EvoGen is an evolutionary algorithm that optimizes prompts for text-to-image models for aesthetics, as assessed by @rivershavewings aesthetics model.
The algorithm is composed of three different AI models, stable diffusion as the generative model, using the deforum and the Stable Diffusion with Jax code, which generates images from prompts, @rivershavewings aesthetics model that rates the resulting images and the evolutionary algorithm that created the prompts at random and then optimizes the prompts based on the rating by using the highest rated prompts to generate the next generation of prompts.
To run this notebook or any Stable Diffusion notebook you need to accept the terms of conditions of RunwayML Stable Diffusion 1.5 on Huggingface.
General population settings, such as how many generations the algorithm runs for, how many prompts there are in each generation, and the word length range of the prompts.
-
generations: How many generations the algorithm runs for.
-
population_count: How many prompts there are in each generation/how large each generation is.
-
prompt_length_max: Maximum prompt length when the population is initialized, during evolution this limit can be surpassed.
-
prompt_length_min: Minimum prompt length when the population is initialized, during evolution this limit can be surpassed.
-
artist_prop: Probability to sample from the artist list when adding or mutating a word.
-
genre_prop: Probability to sample from the genre list when adding or mutating a word.
-
custom_prop: Probability to sample from the custom user-defined list when adding or mutating a word.
The difference between the sum of the three custom lists and 1 is the probability to sample from the English dictionary word list.
-
require_custom_words: If it is set to "True" the custom list will not just serve as a list to sample from but it will be required that each prompt in the population has min_custom_words words from the list in it.
-
min_custom_words: The number of words from the custom list required to be in the prompt.
-
use_aes_words: Replaces the English dictionary that is the basis of the prompt generation with a curated word list derived from prompts with aethetics ratings 5 or higher from the simulacra aesthetics dataset.
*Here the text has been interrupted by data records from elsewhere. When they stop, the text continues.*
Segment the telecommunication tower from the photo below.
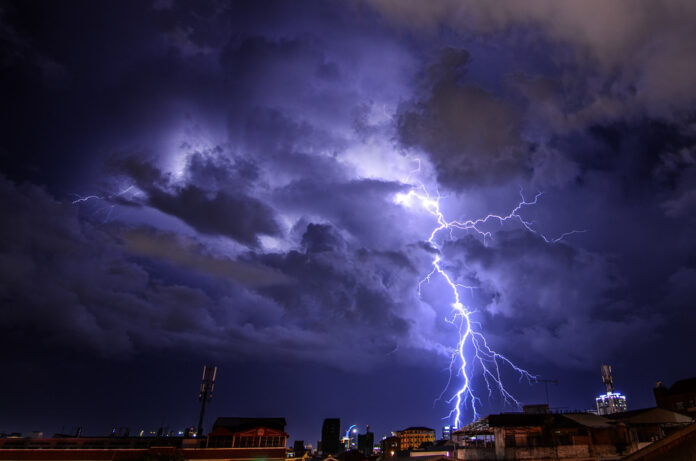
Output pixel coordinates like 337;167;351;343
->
196;365;217;438
595;365;628;415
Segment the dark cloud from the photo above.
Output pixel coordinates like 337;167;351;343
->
0;0;696;439
398;48;531;188
113;153;280;246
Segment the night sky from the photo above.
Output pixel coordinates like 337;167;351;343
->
0;0;696;445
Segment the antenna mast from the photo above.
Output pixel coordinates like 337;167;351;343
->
196;365;217;438
602;365;614;394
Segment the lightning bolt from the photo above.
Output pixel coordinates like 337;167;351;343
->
396;172;585;428
71;186;135;223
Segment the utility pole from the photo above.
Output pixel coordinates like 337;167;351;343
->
196;365;217;438
536;378;558;409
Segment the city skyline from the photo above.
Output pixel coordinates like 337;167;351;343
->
0;0;696;443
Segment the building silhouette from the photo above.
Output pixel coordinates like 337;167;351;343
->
595;365;628;416
321;418;342;456
358;426;375;456
653;378;696;419
395;427;435;451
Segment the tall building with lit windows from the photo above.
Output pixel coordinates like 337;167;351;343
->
321;418;342;456
394;427;435;451
595;365;628;415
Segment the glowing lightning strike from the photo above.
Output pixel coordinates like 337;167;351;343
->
396;179;584;428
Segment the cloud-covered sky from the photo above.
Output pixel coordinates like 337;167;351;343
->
0;0;696;443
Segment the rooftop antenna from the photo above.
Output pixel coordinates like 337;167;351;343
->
196;365;217;438
602;365;614;394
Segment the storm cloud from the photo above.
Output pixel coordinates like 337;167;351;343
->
0;0;696;440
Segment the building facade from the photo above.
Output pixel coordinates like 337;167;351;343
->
321;418;342;456
394;427;435;451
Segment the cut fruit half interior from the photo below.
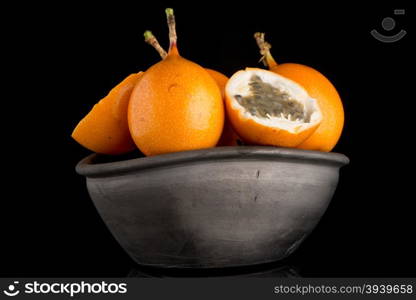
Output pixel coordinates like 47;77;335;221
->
226;68;322;147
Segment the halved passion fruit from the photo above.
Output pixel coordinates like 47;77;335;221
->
225;68;322;147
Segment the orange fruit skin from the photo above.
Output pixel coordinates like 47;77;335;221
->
128;52;224;156
205;68;240;146
225;68;319;148
71;72;143;155
225;96;319;147
270;63;344;152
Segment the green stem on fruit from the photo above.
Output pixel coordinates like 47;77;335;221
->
254;32;277;69
144;30;168;59
165;8;177;53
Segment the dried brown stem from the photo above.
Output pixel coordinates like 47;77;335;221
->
144;30;168;59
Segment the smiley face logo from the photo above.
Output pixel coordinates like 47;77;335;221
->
371;9;407;43
3;281;20;297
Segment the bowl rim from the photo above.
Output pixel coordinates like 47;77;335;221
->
75;146;349;177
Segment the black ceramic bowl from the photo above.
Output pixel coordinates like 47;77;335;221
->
76;146;348;268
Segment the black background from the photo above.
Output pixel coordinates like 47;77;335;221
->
0;1;416;277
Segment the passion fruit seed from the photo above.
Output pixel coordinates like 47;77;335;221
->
234;75;310;123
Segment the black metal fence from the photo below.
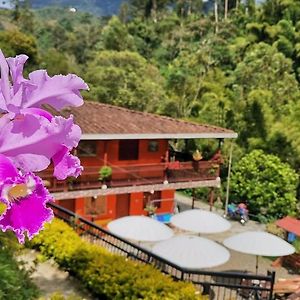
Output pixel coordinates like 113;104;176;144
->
50;203;275;300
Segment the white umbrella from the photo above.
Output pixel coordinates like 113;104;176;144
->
107;216;174;242
223;231;295;273
171;209;231;233
152;235;230;269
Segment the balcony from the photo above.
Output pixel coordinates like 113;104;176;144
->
39;161;220;192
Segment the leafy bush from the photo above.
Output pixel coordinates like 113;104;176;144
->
231;150;298;220
99;166;112;180
30;220;201;300
39;292;82;300
0;233;39;300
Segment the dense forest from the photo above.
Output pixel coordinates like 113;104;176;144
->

The base aesthetics score will be higher but I find the generations to be less interesting.
-
use_aes_engrams: Replaces the English dictionary that is the basis of the prompt generation with a curated 2- and 3. gram list derived from prompts with aethetics ratings 5 or higher from the simulacra aesthetics dataset. If use_aes_words and use_aes_engrams are ticked both lists are concatinated.
-
delete_prop: probability to delete a word per word in each prompt after each generation.
-
add_prop: probability to add a new word per word in each prompt after each generation from the word lists.
-
mutate_prop: probability to swap out a word per word in each prompt after each generation for a new word from the word lists.
-
shuffle_prop: The probability to shuffle the order of words per prompt.
-
cross_prop: The cross-over probability is the probability of the parents of the next generation swapping prompt parts per parent pair.
-
k: K denotes the rounds in the tournament selection process. A higher K value means fewer parents generate the next generation, this means a higher score increase but less diversity in the prompts.
-
cutoff: Cutoff aesthetics score to save and display the image and prompt.
-
use_prompt: True if you want to guide the evolution with an additional prompt and not just aesthetics.
-
use_image: True if you want to guide the evolution with an additional image prompt and not just aesthetics.
-
prompt_weigth: The weight of prompt & image prompt. For instance 0.6 means the score is the result of 60% prompt+image prompt and 40% aesthetics.
Image generation settings have an impact on the speed and behavior of the evolutionary algorithm, the euler_a sampler in conjunction with low step size and resolution is advisable for quick prompt evolution. Good prompts can then later be used to generate higher-quality images.
- num_inference_steps: The number of denoising steps. A higher step number will increase image quality but take longer to generate.
Stable Diffusion by Robin Rombach, Andreas Blattmann, Dominik Lorenz, Patrick Esser, Björn Ommer and the Stability.ai Team. K Diffusion by Katherine Crowson.
The aesthetics model that is an integral part of this method was made by Katherine Crowson and can be found on her Github account.
The baseline of the notebook, setup, description, and image generation, is based on the deforum and the Stable Diffusion with Jax code.
1. trireme Fantasy Art nondefiling rhinopharyngitis canaliculization cricotracheotomy conure atheology beret Aestheticism Vicente Juan Masip Ashley Bickerton aplustria pelodytoid
2. rimal disputants nugget Antoine Blanchard chemosynthesis mentocondylial calculatory supertragical Magic Realism
-
Hyperparameter Tuning: The hyperparameters are barely tuned and there is a lot of performance to be had when it comes to aesthetics optimization, prompt diversity, and optimization speed.
-
Evolutionary Algorithm Tuning: The algorithm is very basic and I have not read much on evolutionary algorithms. Here there is still a lot of room for improvement. Especially the crossover stage of the algorithm might be suboptimal the way it is done now for text.
-
General Features: There are some features I would like to add, especially having a "base" prompt that is in each population member so that you can take your favorite prompt and build on it.